SPANK - Slurm Plug-in Architecture for Node and job (K)control
This manual briefly describes the capabilities of the Slurm Plug-in Architecture
for Node and job Kontrol (
SPANK) as well as the
SPANK
configuration file: (By default:
plugstack.conf.)
SPANK provides a very generic interface for stackable plug-ins which may
be used to dynamically modify the job launch code in Slurm.
SPANK
plugins may be built without access to Slurm source code. They need only be
compiled against Slurm's
spank.h header file, added to the
SPANK
config file
plugstack.conf, and they will be loaded at runtime during
the next job launch. Thus, the
SPANK infrastructure provides
administrators and other developers a low cost, low effort ability to
dynamically modify the runtime behavior of Slurm job launch.
NOTE: All
SPANK plugins should be recompiled when upgrading Slurm
to a new major release. The
SPANK API is not guaranteed to be ABI
compatible between major releases.

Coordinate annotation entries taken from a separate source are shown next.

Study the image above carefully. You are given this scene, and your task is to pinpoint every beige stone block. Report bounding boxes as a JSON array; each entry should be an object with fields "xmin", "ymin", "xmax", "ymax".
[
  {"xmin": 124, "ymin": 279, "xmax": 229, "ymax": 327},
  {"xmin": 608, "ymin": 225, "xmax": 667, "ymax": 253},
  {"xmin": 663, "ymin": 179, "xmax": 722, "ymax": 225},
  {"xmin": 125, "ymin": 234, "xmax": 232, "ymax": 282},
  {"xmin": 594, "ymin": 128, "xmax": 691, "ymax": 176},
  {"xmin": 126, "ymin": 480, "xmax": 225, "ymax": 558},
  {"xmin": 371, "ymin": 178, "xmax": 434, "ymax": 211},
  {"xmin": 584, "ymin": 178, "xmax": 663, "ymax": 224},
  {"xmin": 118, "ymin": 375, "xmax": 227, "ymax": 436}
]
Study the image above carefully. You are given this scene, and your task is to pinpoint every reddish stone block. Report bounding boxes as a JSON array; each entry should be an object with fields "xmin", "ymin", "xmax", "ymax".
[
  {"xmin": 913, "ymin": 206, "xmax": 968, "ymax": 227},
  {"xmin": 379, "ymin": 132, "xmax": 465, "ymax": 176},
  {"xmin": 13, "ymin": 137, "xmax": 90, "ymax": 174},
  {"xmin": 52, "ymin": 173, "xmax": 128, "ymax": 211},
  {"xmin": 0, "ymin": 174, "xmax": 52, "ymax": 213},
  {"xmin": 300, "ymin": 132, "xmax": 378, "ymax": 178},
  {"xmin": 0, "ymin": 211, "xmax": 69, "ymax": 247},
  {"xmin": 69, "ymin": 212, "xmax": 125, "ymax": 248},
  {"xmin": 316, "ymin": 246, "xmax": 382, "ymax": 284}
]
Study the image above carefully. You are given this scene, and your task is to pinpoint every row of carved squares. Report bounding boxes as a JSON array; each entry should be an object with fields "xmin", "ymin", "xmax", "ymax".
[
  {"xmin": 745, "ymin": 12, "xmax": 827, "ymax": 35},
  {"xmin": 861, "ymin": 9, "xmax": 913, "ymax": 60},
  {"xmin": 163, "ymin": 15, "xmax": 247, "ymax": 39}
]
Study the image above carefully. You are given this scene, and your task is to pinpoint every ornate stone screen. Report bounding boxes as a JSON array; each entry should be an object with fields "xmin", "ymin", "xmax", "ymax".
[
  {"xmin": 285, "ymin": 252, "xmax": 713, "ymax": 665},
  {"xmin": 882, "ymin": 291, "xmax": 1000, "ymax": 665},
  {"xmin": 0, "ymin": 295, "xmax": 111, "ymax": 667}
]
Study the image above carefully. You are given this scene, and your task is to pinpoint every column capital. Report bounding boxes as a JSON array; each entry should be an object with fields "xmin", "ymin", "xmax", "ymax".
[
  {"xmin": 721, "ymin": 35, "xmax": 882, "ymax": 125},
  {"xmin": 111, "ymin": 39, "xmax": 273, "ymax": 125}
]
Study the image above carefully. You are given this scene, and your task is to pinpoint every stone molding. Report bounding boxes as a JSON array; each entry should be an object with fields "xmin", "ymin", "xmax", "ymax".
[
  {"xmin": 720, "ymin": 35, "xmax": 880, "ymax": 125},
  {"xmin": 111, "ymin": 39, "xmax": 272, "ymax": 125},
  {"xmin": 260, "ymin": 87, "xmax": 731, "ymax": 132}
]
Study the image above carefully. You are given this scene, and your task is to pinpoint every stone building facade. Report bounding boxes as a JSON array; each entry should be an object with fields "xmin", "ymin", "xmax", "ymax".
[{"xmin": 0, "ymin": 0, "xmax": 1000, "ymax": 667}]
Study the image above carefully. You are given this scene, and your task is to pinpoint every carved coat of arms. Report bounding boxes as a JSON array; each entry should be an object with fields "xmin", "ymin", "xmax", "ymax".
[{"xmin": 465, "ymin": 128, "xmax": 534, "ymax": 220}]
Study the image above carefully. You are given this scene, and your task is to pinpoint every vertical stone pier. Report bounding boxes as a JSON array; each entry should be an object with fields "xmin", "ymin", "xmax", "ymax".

Any
SPANK plugin linking to any of
the Slurm libraries should be carefully checked as the Slurm APIs and headers
can change between major releases.
SPANK plugins are loaded in up to five separate contexts during a
Slurm job. Briefly, the five contexts are:
- local
- In local context, the plugin is loaded by
srun. (i.e. the "local" part of a parallel job).
-
- remote
- In remote context, the plugin is loaded by
slurmstepd. (i.e. the "remote" part of a parallel
job).
-
- allocator
- In allocator context, the plugin is loaded in one of
the job allocation utilities salloc, sbatch or
scrontab.
-
- slurmd
- In slurmd context, the plugin is loaded in the
slurmd daemon itself. Note: Plugins loaded in slurmd context
persist for the entire time slurmd is running, so if configuration is
changed or plugins are updated, slurmd must be restarted for the changes
to take effect.
-
- job_script
- In the job_script context, plugins are loaded in the
context of the job prolog or epilog. Note: Plugins are loaded in
job_script context on each run on the job prolog or epilog, in a
separate address space from plugins in slurmd context. This means
there is no state shared between this context and other contexts, or even
between one call to slurm_spank_job_prolog or
slurm_spank_job_epilog and subsequent calls.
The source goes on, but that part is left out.